I've said it before. I'm rarely on time when it comes to being interested in things. I am not a nerd hipster. Try as I might, it's just impossible to catch everything when as it comes out.

This, of course, has some pretty serious benefits that may not be readily apparent. If said interest is in serial form, then there is zero wait time between new installments. Reading a comic series while it's current? Hope you're cool with the month-long gap before the next issue. Watching a show? Have a good week. Hope the show isn't on hiatus.

I read the entirety of Y: the Last Man years after it's run. Yes, I am horribly late on a fantastic series, but I read all 60 issues at my leisure. No publisher-enforced delays.

I watched all ten years of Stargate: SG-1 after it had finished. Those silly cliffhangers that SG-1 loved for it's last 5 years? Yeah, I've got the next episode right here. Let's just keep going.
There are, of course drawbacks. If you haven't seen something other nerds have, they'll look down on you. And nobody looks down harder than nerds. It's a fact. If it's something short, like say...oh off the top of my head, Firefly, then it is gone far too quickly. All 14 glorious episodes of that wondrous show passed my eyes within one short week, no new content to follow. Re-watches, my only solace.

If you're up on your trends, then of course you get the much sought-after social marker of "in the know." God forbid one is "out of the know." Such a fate is too terrible to consider. So you're securely in the middle of the know. What do you get for your trouble? Some conversation. But you're a nerd. So who is talking about this thing that won't still be talking about it whenever you get around to catching up? What else do you get? Waiting. Horrible, endless waiting. Watching a show at your own pace reveals amazing stories with thrilling twists. Watching them at the network's pace reveals cliffhangers and drawn out plots designed to keep you coming back. I'm not saying they magically get worse live, but the cliffhangers hurt more that way. They hurt me. It's the difference between, "I can't wait to see how this ends," and "TELL ME HOW THIS ENDS NOW!"

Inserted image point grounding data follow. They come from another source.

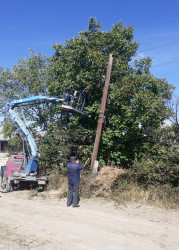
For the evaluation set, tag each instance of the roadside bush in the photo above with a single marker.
(147, 173)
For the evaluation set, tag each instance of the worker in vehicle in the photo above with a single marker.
(74, 168)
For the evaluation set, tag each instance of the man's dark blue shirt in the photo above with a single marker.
(74, 172)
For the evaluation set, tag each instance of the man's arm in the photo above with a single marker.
(80, 167)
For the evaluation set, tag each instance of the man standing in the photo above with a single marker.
(73, 168)
(2, 175)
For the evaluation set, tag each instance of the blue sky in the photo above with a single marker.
(38, 24)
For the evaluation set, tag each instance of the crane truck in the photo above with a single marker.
(19, 168)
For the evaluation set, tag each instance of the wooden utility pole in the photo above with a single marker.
(101, 113)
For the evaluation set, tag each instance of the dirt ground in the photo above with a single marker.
(44, 222)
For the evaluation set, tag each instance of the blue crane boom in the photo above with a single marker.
(21, 124)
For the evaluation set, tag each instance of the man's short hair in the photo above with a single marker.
(73, 158)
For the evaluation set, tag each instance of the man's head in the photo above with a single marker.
(73, 159)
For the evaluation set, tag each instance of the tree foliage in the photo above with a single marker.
(136, 104)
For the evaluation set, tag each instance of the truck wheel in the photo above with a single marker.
(9, 186)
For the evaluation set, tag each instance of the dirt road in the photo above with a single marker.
(46, 223)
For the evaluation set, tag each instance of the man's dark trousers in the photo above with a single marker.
(73, 195)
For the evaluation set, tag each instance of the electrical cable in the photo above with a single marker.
(161, 45)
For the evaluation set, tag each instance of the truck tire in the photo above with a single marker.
(9, 185)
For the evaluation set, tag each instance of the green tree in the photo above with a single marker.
(136, 104)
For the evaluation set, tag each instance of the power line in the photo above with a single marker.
(159, 46)
(167, 63)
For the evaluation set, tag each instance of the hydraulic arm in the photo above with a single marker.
(22, 126)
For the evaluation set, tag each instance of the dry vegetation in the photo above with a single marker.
(112, 183)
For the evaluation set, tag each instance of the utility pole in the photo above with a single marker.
(101, 116)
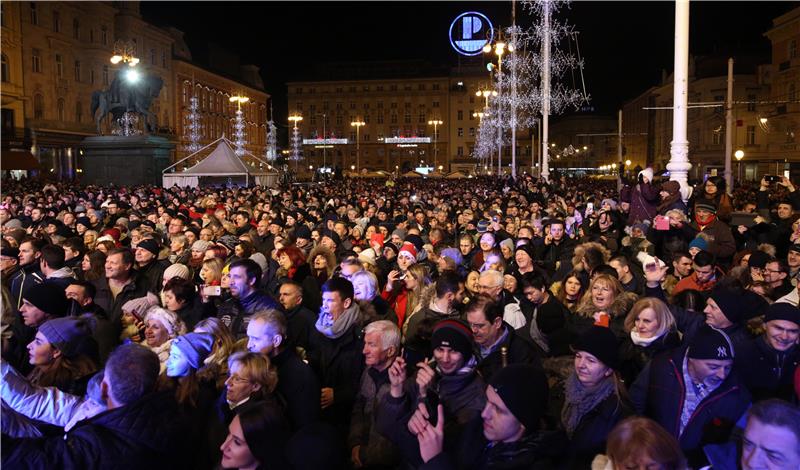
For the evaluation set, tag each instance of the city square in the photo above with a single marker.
(384, 235)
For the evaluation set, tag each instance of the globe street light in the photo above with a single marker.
(357, 125)
(435, 123)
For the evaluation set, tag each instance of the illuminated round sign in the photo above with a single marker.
(469, 32)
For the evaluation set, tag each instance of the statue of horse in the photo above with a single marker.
(124, 96)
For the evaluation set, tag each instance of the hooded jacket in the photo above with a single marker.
(143, 434)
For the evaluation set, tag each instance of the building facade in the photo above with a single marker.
(56, 54)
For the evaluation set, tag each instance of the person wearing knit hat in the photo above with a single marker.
(406, 256)
(187, 353)
(42, 302)
(456, 336)
(176, 270)
(592, 402)
(69, 335)
(398, 236)
(767, 363)
(161, 328)
(697, 245)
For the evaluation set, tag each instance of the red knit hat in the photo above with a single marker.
(408, 248)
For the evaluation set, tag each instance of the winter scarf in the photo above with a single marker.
(644, 342)
(580, 400)
(334, 329)
(702, 226)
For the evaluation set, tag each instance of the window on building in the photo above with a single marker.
(59, 66)
(36, 60)
(751, 105)
(60, 108)
(4, 68)
(751, 135)
(716, 137)
(38, 106)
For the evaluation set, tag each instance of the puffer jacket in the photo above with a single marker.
(375, 450)
(46, 404)
(144, 434)
(660, 392)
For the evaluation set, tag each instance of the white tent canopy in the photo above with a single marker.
(220, 161)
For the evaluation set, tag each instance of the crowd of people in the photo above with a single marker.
(436, 324)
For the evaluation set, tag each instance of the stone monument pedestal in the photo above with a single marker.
(125, 160)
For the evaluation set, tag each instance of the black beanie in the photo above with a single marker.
(523, 389)
(453, 334)
(150, 245)
(601, 343)
(48, 298)
(710, 343)
(738, 305)
(783, 311)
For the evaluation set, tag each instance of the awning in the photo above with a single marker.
(18, 160)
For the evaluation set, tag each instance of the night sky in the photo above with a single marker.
(625, 44)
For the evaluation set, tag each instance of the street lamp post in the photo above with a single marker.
(435, 123)
(357, 125)
(295, 118)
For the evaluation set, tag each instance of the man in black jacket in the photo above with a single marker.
(245, 300)
(335, 351)
(767, 364)
(141, 429)
(498, 345)
(297, 384)
(693, 392)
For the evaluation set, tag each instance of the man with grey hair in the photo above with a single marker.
(490, 283)
(367, 447)
(141, 428)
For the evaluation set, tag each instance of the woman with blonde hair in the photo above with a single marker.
(651, 329)
(605, 303)
(639, 442)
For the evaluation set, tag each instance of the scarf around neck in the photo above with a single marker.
(639, 341)
(334, 329)
(579, 400)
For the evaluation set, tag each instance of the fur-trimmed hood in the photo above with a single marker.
(619, 308)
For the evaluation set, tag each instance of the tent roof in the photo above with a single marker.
(221, 161)
(14, 160)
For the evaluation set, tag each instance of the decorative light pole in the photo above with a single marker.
(295, 118)
(357, 125)
(239, 126)
(435, 123)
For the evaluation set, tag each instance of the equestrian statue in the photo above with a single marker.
(126, 95)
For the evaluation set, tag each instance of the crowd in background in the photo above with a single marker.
(428, 323)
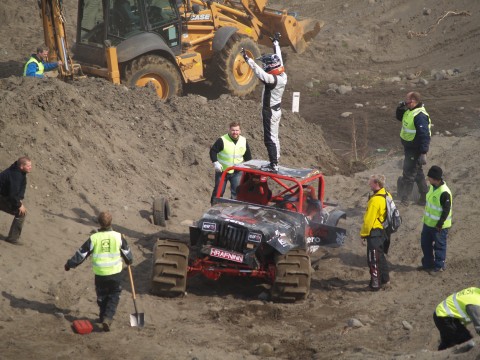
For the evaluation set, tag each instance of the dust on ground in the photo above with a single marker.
(96, 146)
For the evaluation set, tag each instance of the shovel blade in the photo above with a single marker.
(137, 319)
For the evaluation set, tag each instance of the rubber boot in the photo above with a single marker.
(16, 229)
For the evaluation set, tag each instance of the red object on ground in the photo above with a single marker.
(82, 326)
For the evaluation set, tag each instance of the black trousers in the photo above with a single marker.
(108, 289)
(17, 223)
(412, 172)
(452, 331)
(379, 272)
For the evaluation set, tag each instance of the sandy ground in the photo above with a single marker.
(96, 146)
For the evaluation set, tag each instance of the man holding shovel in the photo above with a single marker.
(107, 248)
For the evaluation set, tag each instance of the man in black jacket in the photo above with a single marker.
(415, 136)
(13, 182)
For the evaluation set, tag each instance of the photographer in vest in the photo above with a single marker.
(107, 248)
(230, 149)
(437, 219)
(38, 63)
(415, 136)
(374, 235)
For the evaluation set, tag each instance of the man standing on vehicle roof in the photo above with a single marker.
(230, 149)
(415, 136)
(37, 64)
(373, 233)
(274, 78)
(107, 248)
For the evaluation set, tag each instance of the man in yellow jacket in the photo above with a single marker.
(374, 235)
(453, 313)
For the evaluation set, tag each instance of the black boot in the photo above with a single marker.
(16, 229)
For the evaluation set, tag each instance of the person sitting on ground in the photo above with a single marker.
(38, 63)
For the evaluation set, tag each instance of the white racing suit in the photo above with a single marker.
(274, 85)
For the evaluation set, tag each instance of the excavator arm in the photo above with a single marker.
(53, 20)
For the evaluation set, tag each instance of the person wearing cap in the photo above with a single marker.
(415, 137)
(437, 219)
(272, 75)
(229, 149)
(453, 313)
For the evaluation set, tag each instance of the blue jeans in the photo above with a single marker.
(434, 247)
(234, 180)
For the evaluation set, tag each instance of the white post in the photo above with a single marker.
(296, 102)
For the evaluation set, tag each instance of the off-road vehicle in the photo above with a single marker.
(277, 220)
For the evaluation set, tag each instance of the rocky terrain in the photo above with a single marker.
(96, 146)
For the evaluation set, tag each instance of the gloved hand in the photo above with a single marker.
(422, 160)
(218, 166)
(244, 54)
(276, 37)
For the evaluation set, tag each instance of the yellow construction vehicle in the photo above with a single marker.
(168, 42)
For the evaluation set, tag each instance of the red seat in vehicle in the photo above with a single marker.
(255, 190)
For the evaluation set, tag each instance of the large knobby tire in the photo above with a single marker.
(161, 211)
(155, 70)
(169, 268)
(293, 276)
(233, 73)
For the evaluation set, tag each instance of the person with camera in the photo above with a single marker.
(415, 135)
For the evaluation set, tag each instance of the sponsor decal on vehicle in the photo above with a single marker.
(200, 17)
(209, 226)
(227, 255)
(255, 237)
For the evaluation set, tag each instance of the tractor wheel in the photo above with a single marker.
(293, 276)
(158, 71)
(161, 211)
(233, 73)
(169, 269)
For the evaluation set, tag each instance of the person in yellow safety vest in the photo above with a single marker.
(437, 219)
(107, 248)
(373, 234)
(415, 137)
(38, 63)
(230, 149)
(453, 313)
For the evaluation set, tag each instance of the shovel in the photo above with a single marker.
(137, 319)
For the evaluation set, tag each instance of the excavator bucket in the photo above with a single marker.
(297, 33)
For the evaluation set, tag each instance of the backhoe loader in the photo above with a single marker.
(169, 43)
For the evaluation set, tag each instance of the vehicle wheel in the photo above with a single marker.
(233, 73)
(293, 276)
(169, 268)
(157, 71)
(161, 211)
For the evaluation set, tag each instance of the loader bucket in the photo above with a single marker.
(299, 32)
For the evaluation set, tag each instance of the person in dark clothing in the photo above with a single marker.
(437, 219)
(453, 313)
(107, 248)
(38, 63)
(230, 149)
(274, 78)
(13, 182)
(415, 136)
(374, 235)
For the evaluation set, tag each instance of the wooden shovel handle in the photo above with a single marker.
(131, 281)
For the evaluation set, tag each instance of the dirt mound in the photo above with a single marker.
(97, 146)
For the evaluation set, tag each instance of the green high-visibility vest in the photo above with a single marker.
(455, 305)
(40, 66)
(232, 154)
(433, 208)
(408, 130)
(106, 258)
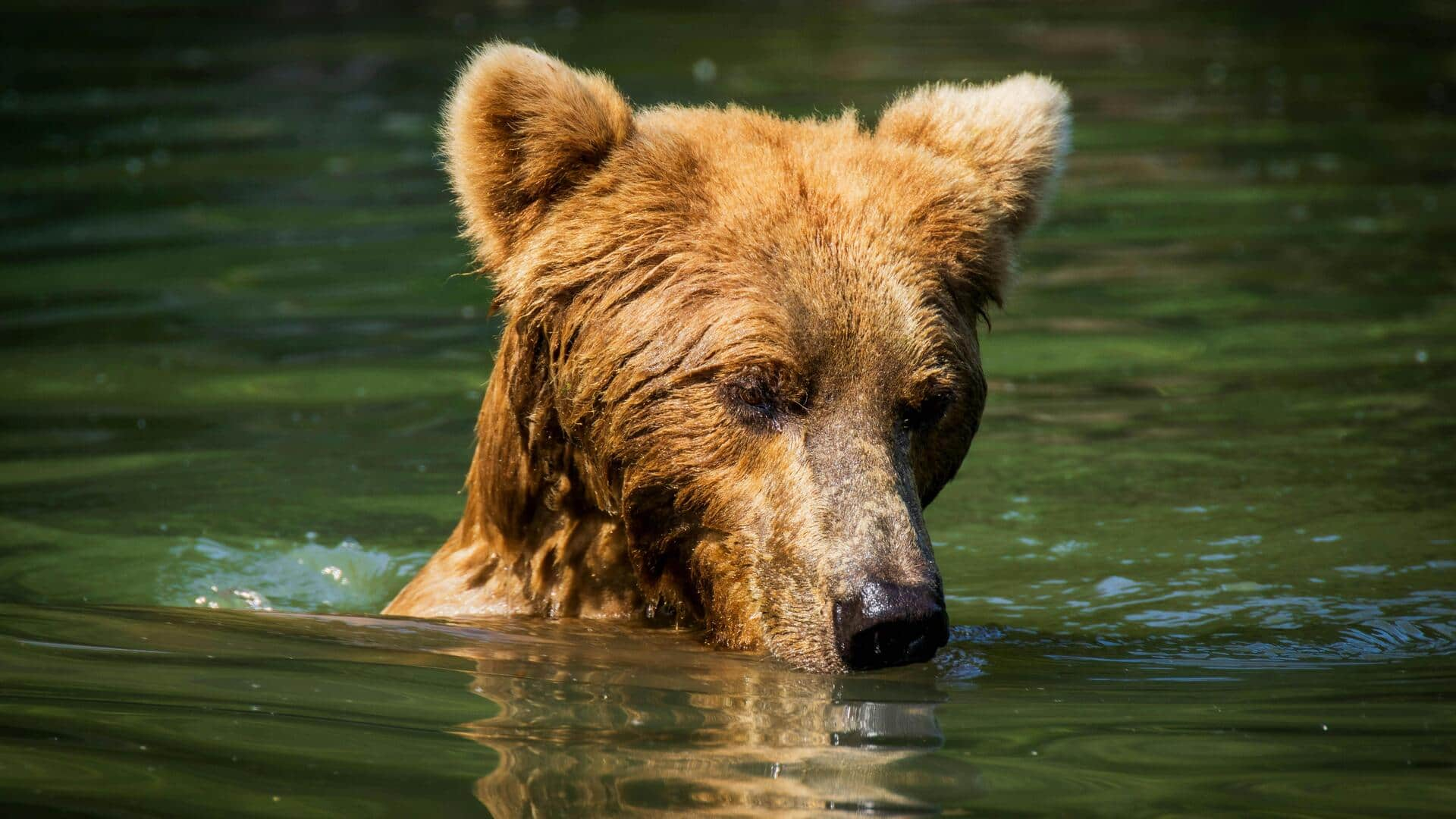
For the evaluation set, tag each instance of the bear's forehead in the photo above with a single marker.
(807, 200)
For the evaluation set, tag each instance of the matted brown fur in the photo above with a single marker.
(740, 352)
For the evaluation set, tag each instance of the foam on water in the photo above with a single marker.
(277, 576)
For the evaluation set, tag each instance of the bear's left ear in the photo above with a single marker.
(1011, 136)
(522, 130)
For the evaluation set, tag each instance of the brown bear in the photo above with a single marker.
(740, 353)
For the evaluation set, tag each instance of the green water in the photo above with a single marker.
(1201, 557)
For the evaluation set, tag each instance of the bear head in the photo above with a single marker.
(753, 341)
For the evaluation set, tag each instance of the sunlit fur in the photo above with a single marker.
(650, 262)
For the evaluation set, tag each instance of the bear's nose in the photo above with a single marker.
(890, 626)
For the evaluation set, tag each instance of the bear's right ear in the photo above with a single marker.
(520, 131)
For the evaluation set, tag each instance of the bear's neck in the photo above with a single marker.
(529, 541)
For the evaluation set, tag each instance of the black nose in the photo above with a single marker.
(890, 626)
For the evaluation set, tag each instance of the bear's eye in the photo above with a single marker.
(752, 401)
(928, 413)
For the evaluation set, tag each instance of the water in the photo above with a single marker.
(1201, 556)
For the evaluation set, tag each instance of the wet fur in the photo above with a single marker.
(658, 265)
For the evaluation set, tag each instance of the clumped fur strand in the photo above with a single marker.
(655, 268)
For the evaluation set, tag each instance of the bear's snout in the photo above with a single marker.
(890, 626)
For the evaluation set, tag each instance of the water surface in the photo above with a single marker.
(1201, 556)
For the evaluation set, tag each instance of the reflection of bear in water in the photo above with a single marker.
(740, 353)
(617, 733)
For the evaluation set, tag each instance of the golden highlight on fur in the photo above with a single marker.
(740, 352)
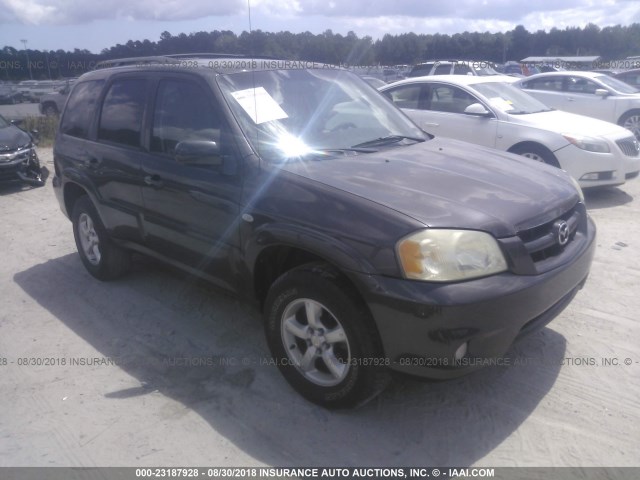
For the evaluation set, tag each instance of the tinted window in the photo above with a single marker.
(461, 69)
(450, 99)
(81, 108)
(407, 96)
(544, 83)
(122, 110)
(581, 85)
(421, 70)
(443, 69)
(183, 112)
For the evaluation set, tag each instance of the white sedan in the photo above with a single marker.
(588, 93)
(490, 111)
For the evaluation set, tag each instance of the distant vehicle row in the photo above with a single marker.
(489, 111)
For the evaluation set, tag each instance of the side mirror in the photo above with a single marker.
(478, 110)
(198, 153)
(35, 136)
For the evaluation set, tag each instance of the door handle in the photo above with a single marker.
(153, 181)
(92, 163)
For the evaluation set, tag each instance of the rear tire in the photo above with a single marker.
(323, 338)
(101, 257)
(537, 153)
(50, 111)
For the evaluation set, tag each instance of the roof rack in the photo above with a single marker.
(173, 58)
(120, 62)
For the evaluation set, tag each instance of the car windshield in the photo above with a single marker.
(484, 69)
(290, 114)
(618, 85)
(509, 99)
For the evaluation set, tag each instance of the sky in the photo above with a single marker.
(70, 24)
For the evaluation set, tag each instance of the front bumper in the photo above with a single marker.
(422, 325)
(594, 169)
(20, 165)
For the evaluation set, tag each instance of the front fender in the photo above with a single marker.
(333, 250)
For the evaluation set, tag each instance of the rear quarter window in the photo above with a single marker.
(81, 109)
(122, 112)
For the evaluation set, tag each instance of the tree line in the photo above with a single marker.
(616, 42)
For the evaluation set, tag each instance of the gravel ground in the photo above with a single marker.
(103, 374)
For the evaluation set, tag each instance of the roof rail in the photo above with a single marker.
(119, 62)
(173, 58)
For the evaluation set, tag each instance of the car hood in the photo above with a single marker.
(561, 122)
(445, 183)
(12, 137)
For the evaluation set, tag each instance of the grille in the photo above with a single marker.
(541, 242)
(629, 147)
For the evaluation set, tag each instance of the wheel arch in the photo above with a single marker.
(632, 111)
(530, 144)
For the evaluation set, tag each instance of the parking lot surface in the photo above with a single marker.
(161, 369)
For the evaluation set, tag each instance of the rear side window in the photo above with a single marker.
(183, 112)
(443, 69)
(81, 108)
(461, 69)
(406, 96)
(122, 112)
(553, 84)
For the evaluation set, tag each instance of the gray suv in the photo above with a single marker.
(370, 246)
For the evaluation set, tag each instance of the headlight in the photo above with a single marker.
(578, 188)
(449, 255)
(590, 144)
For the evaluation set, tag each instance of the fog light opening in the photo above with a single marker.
(594, 176)
(461, 352)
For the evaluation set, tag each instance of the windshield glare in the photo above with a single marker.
(293, 113)
(618, 85)
(509, 99)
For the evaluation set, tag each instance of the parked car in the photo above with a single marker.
(489, 111)
(374, 82)
(51, 103)
(9, 95)
(632, 77)
(369, 245)
(587, 93)
(453, 67)
(18, 158)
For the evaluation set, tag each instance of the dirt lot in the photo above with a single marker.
(160, 369)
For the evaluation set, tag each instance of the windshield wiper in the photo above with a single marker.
(327, 153)
(528, 112)
(389, 139)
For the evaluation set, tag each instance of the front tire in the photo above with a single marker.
(323, 338)
(631, 121)
(100, 256)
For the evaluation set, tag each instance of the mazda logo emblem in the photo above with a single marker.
(561, 232)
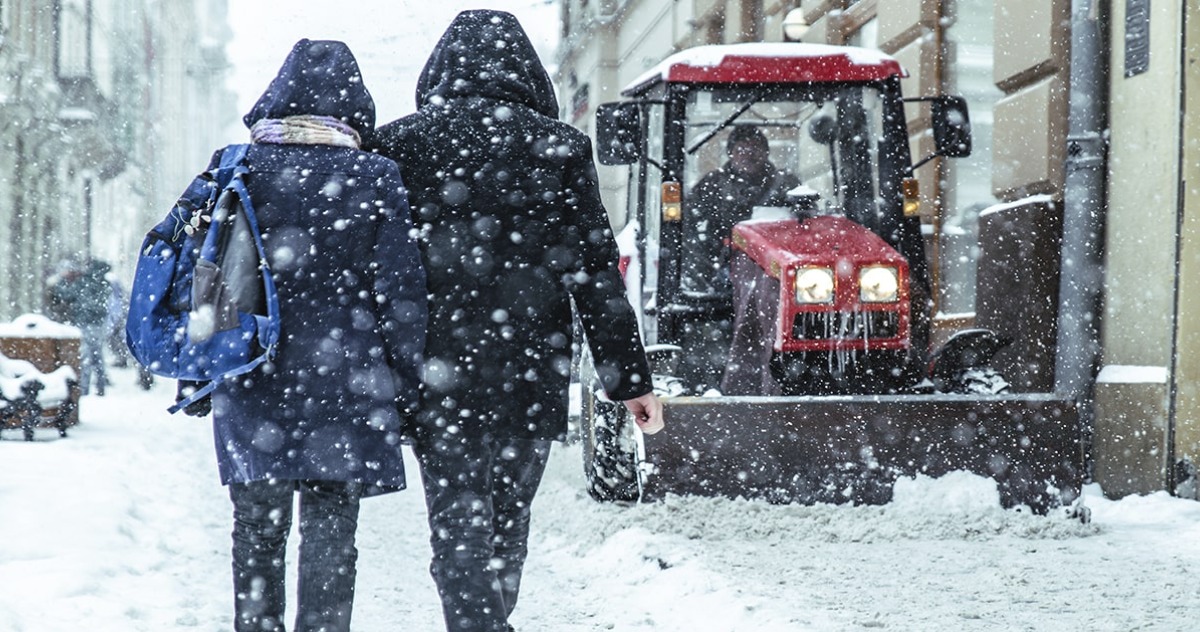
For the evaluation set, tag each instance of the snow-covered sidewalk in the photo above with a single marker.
(124, 527)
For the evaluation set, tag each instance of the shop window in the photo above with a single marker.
(970, 74)
(73, 31)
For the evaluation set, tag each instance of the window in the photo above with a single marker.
(73, 55)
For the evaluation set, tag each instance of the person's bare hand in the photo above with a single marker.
(647, 413)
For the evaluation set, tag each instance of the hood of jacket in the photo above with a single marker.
(487, 54)
(319, 78)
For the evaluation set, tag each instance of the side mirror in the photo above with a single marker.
(618, 133)
(952, 126)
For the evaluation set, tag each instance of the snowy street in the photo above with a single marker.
(124, 527)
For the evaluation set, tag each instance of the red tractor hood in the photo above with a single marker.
(825, 240)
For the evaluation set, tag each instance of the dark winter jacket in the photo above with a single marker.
(339, 236)
(513, 230)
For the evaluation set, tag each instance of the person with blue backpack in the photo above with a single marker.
(319, 410)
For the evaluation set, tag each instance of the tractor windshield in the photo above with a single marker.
(748, 148)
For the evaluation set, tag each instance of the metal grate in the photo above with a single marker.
(845, 325)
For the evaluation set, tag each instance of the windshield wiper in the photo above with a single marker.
(726, 122)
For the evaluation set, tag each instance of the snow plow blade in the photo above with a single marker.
(838, 450)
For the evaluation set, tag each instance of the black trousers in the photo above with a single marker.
(478, 492)
(262, 519)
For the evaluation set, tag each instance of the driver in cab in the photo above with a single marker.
(725, 197)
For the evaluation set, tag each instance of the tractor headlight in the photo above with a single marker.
(879, 284)
(814, 286)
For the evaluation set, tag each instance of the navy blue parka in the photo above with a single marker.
(340, 240)
(513, 234)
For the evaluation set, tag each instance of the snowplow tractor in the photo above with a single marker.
(774, 256)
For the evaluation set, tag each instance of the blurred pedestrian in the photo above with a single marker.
(323, 419)
(82, 295)
(513, 234)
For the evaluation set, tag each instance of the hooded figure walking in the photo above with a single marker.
(324, 419)
(513, 233)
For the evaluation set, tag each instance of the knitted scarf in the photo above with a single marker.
(305, 131)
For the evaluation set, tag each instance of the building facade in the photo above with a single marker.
(106, 109)
(1068, 228)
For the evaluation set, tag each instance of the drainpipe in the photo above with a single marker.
(1085, 206)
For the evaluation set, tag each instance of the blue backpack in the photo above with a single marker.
(203, 306)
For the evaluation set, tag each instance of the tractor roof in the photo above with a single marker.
(769, 62)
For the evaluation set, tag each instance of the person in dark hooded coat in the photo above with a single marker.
(513, 233)
(324, 419)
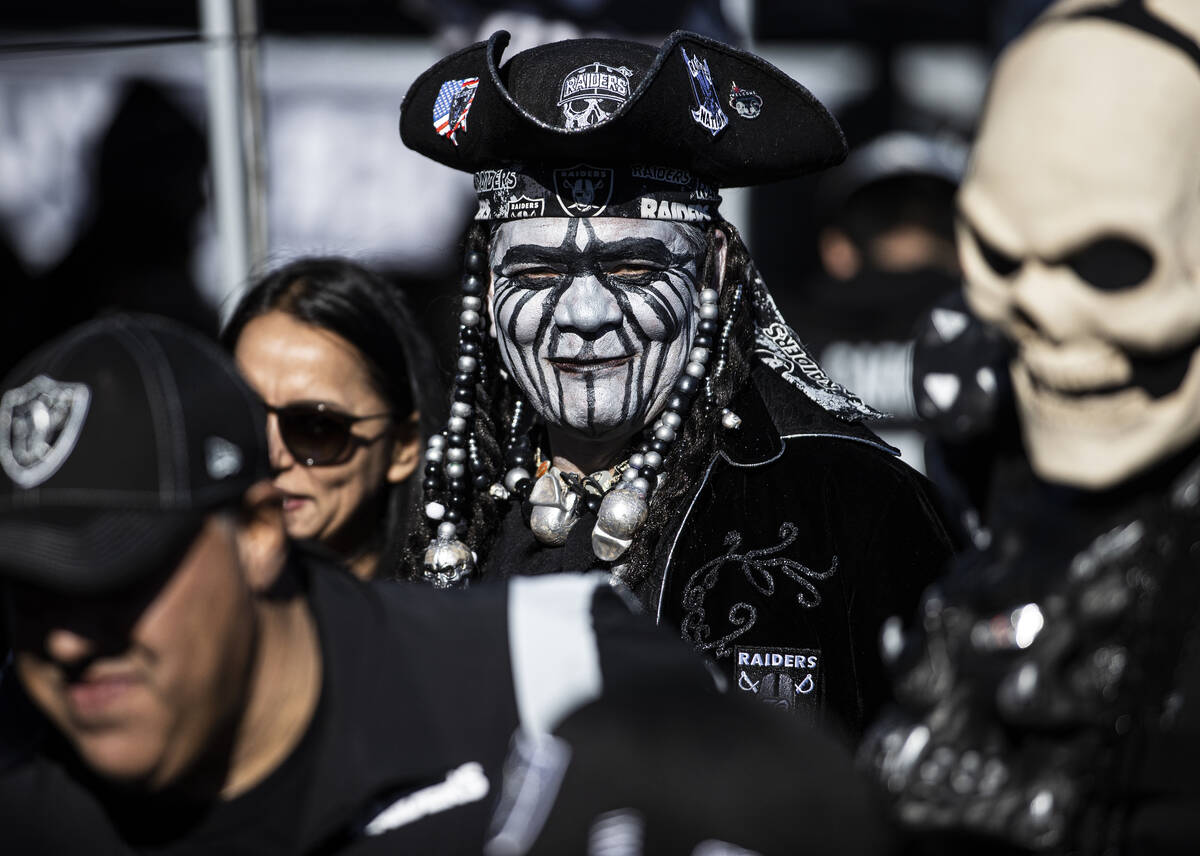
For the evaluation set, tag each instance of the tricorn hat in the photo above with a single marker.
(694, 103)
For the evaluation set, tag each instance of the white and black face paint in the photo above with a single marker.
(595, 316)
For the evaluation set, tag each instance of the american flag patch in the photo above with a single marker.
(454, 102)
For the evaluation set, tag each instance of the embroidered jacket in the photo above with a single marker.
(805, 533)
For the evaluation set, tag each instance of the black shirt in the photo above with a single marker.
(421, 694)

I'm impatient. I live in the magical land of the internet. Things show up when I want them, sometimes materializing at my whim!  What do you mean I can't have the next episode of Doctor Who until -next- Saturday? Why not? You have to make it? I didn't ask for your excuses!

I've had both of these relationships with the wonderful Doctor Who. I've spent the last year watching the show on Netflix and finally caught up. This is the outcome I sought, nay, longed for. To be current in Doctor Who. Now that I am, I'm irritated at the (totally reasonable, mind you) week long wait between episodes. I'm like the Girl in the Fireplace, with the Doctor popping into my life when he can, with me stuck on the slow path.

Some Notes: The post name is a quote from Vincent and the Doctor, the tenth episode of Doctor Who series 5. That episode is also the source of the Eleventh Doctor picture gracing this page. The scene in question can be found here! I linked TV Tropes in this blog, an action for which I am very sorry. I hope you are able to salvage your existence from that glorious time-sucking vortex. That is of course if you even made it this far after following that link. Finally, comparisons between myself and Jeanne-Antoinette Poisson extend no farther than the stated slow path existence. I hope my pseudo-historical rantics (ranting antics!) have both confused and entertained you.